Haushaltsstreit in den USA Erst Machtprobe, dann zahlungsunfähig?
Die neue republikanische Mehrheit im US-Repräsentantenhaus gibt sich entschlossen: Einer weiteren Erhöhung der Schulden will sie nicht zustimmen - sie will Ausgabenkürzungen. Kommt es im Streit zur Zahlungsunfähigkeit?
Eigentlich ist es Routine: Die US-Finanzministerin fordert den Kongress auf, dringend die Schuldengrenze zu erhöhen. Das hat Janet Yellen im Herbst 2021 getan, jetzt tut sie es wieder.
Doch diesmal hat die Aufforderung besondere Brisanz. Die Republikaner haben nicht nur seit Kurzem die Mehrheit im Repräsentantenhaus. Sie haben Unruhestifter in der Fraktion, die schon die Wahl von Kevin McCarthy zum Sprecher fast scheitern ließen. Vor allem ein Ziel nennen sie unverrückbar: Die Staatsausgaben müssen sinken.
Wie das Wahlergebnis gedeutet wird
Die Republikaner seien bei den Midterms mit dem Auftrag gewählt worden, die Ausgaben zu kürzen, sagt James Comer, Vorsitzender des Oversight Committee, einem mächtigen Ausschuss, dessen Hauptaufgabe die Kontrolle der Regierung ist. Comer betonte im Fernsehsender CNN: "Wir werden nicht nachgeben, bevor wir nicht bedeutende Reformen mit Blick auf die Staatsausgaben sehen."
Sozialausgaben im Blick
Die Republikaner wollen erzwingen, dass die Regierung bei künftigen Ausgaben streicht, etwa im Sozialbereich. Nur dann wollen sie die Schuldengrenze für die laufenden Ausgaben noch einmal erhöhen. Speaker Kevin McCarthy sagte bei Fox News, seine Fraktion sei bereit, mit jedem zu verhandeln, der ebenfalls zur Zusammenarbeit bereit ist - und er glaube, das könnte der Präsident sein.

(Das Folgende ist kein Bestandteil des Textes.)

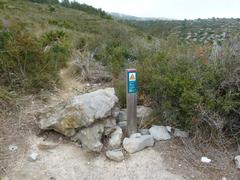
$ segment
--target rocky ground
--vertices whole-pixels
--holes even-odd
[[[36,143],[41,138],[29,142],[30,149],[36,148],[39,153],[39,159],[36,162],[19,159],[7,175],[10,179],[186,179],[168,171],[162,153],[152,148],[118,163],[64,141],[50,150],[37,149]]]
[[[153,147],[146,147],[143,150],[140,148],[136,152],[132,147],[130,150],[129,147],[126,147],[129,141],[131,144],[131,140],[128,140],[128,143],[126,143],[127,140],[124,140],[125,145],[118,147],[124,154],[124,160],[120,162],[109,160],[106,157],[106,146],[109,142],[103,142],[104,147],[101,146],[100,150],[98,146],[97,151],[100,152],[89,152],[88,148],[91,148],[89,144],[79,144],[72,141],[71,138],[51,130],[40,130],[37,124],[39,112],[56,107],[59,102],[66,101],[72,96],[111,86],[110,83],[99,84],[95,80],[81,83],[78,78],[73,78],[69,73],[71,66],[72,64],[61,72],[63,88],[56,89],[56,92],[52,94],[42,92],[38,96],[24,97],[14,110],[5,112],[1,116],[1,180],[178,180],[224,179],[224,177],[239,179],[239,171],[235,168],[230,155],[226,156],[224,152],[218,153],[222,157],[221,162],[224,162],[220,169],[213,166],[218,160],[211,155],[210,158],[214,159],[213,165],[204,164],[200,161],[201,155],[204,154],[190,158],[190,148],[184,146],[184,142],[187,142],[188,138],[185,138],[184,141],[183,138],[173,136],[172,138],[165,136],[164,139],[161,139],[158,134],[154,134],[156,128],[150,129],[150,133],[155,139]],[[124,114],[124,110],[121,110],[121,113]],[[121,119],[124,126],[124,115]],[[60,128],[60,130],[62,129]],[[147,146],[152,146],[154,141],[151,138]],[[116,144],[117,141],[114,142]],[[130,153],[127,153],[128,151]],[[207,151],[205,154],[208,154]],[[231,158],[229,159],[229,157]]]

Doch die Sprecherin von Joe Biden hat Verhandlungen dieser Art abgelehnt. Das Erhöhen der Schuldengrenze dürfe "nicht zum politischen Spielball werden", sagte Karine Jean-Pierre.
Es bleiben wenige Tage
Aktuell liegt die gesetzliche Schuldenobergrenze bei 31,4 Billionen Dollar. Sie wird laut Finanzministerin Janet Yellen noch in dieser Woche erreicht. Für eine bestimmte Zeit kann sich der Staat dann mit dem Verschieben von Ausgaben behelfen, zum Beispiel Einzahlungen in Pensionsfonds hinauszögern. Spätestens im Juni aber drohe den USA die Zahlungsunfähigkeit, schrieb Yellen in einem Brief an den Kongress.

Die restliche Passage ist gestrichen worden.